New house sales dip over August
The latest data reveals that July and August have seen the biggest decline in new house sales since last year’s lockdowns.
Housing Industry Association (HIA) economist Tom Devitt has reported that “new home sales decreased by 1.6 per cent in August, following a 13.1 per cent drop in July”.
The monthly survey of the major volume home builders in the five largest states provides a leading indicator of future detached home construction, according to the HIA New Home Sales report.
The HIA indicated that sales of new homes over the past two months suggest a market slowdown as households feel the effects of the recent increases in the cash rate.
This increase in borrowing costs amplifies the impact of the increase in building expenses.

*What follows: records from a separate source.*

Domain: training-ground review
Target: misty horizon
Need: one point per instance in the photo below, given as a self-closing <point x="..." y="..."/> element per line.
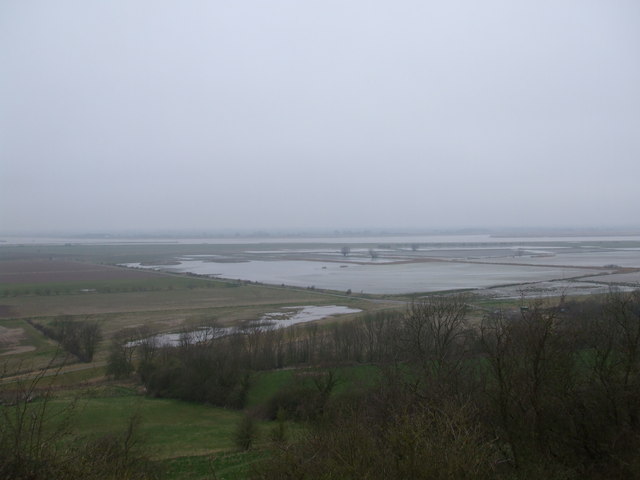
<point x="288" y="116"/>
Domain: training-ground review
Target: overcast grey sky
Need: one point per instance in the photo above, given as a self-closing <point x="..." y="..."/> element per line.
<point x="155" y="114"/>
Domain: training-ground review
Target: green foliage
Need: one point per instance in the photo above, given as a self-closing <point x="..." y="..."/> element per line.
<point x="36" y="442"/>
<point x="79" y="338"/>
<point x="246" y="433"/>
<point x="204" y="372"/>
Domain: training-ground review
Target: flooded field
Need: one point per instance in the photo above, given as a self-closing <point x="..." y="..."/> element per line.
<point x="287" y="317"/>
<point x="439" y="264"/>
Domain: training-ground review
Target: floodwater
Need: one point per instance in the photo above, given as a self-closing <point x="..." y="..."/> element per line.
<point x="288" y="317"/>
<point x="413" y="264"/>
<point x="380" y="278"/>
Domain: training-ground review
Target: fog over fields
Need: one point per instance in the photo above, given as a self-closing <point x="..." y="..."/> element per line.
<point x="160" y="115"/>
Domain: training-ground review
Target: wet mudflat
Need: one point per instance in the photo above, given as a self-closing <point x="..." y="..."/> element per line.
<point x="451" y="263"/>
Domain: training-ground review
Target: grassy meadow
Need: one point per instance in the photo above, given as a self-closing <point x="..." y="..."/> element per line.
<point x="186" y="439"/>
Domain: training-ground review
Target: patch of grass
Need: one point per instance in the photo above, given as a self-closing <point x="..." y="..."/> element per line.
<point x="169" y="428"/>
<point x="226" y="466"/>
<point x="169" y="282"/>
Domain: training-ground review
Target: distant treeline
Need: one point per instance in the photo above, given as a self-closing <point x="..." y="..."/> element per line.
<point x="539" y="393"/>
<point x="78" y="337"/>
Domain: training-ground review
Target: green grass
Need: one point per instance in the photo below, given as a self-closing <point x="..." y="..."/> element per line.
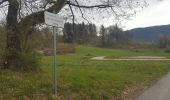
<point x="80" y="78"/>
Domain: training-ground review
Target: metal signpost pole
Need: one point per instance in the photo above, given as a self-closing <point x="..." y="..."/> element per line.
<point x="55" y="77"/>
<point x="56" y="21"/>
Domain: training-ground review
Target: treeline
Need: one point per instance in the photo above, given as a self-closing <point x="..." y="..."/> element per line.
<point x="113" y="36"/>
<point x="88" y="34"/>
<point x="79" y="33"/>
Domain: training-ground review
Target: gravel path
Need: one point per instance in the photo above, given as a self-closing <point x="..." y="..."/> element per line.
<point x="138" y="58"/>
<point x="159" y="91"/>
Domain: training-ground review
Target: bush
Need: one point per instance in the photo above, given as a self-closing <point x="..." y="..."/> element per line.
<point x="62" y="48"/>
<point x="29" y="61"/>
<point x="167" y="49"/>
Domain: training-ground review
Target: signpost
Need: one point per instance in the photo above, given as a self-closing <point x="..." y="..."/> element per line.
<point x="55" y="21"/>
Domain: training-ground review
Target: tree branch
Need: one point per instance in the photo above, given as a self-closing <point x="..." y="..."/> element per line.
<point x="89" y="7"/>
<point x="1" y="2"/>
<point x="38" y="17"/>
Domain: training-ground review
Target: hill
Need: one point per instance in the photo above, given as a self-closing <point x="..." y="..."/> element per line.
<point x="149" y="33"/>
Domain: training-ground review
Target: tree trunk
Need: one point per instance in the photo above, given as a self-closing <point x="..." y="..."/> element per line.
<point x="13" y="41"/>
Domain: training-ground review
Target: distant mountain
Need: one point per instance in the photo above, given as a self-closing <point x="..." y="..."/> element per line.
<point x="149" y="33"/>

Forecasting that the full impact of current and anticipated rate hikes will continue to have a negative effect on the selling of new houses over the coming months, the HIA did note that a substantial amount of work under development and approved-but-not-yet-begun will serve as a buffer for the sector.
This will hopefully ensure that building activity and demand for skilled trades remain unusually robust through the remainder of 2022 and into 2023.

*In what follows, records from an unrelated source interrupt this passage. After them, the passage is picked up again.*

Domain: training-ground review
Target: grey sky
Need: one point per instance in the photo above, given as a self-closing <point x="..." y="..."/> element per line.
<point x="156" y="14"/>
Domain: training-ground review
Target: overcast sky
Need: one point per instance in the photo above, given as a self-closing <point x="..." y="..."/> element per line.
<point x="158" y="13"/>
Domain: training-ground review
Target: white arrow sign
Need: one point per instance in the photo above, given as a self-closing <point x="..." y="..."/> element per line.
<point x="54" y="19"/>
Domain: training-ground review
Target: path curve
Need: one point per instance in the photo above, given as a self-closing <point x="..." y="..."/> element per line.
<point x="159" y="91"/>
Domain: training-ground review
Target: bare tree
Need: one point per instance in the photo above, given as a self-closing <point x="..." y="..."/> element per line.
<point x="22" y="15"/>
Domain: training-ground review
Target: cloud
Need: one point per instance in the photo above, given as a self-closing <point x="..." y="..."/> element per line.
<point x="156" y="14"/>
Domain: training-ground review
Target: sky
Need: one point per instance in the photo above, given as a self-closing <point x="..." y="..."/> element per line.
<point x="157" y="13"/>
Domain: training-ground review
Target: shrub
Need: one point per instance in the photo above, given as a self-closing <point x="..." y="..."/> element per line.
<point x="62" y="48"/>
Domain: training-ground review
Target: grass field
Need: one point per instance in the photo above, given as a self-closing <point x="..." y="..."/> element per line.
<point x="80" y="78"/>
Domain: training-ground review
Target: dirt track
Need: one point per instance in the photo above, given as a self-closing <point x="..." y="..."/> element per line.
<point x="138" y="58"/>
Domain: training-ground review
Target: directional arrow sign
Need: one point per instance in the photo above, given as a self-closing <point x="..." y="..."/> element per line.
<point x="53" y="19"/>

The reduction in sales in August was led by the state of Victoria, which had a 15.2 per cent drop, followed by Queensland (-1.8 per cent).
Despite the overall decline, the other states used for the analysis experienced growth, notably South Australia (+18.2 per cent), NSW (+14.2 per cent), and Western Australia (+7.5 per cent).
In conclusion, Mr Devitt stated: “The concern remains that the adverse impact of rising rates on the wider economy will be obscured by this volume of ongoing work and that the RBA goes too far, too soon.”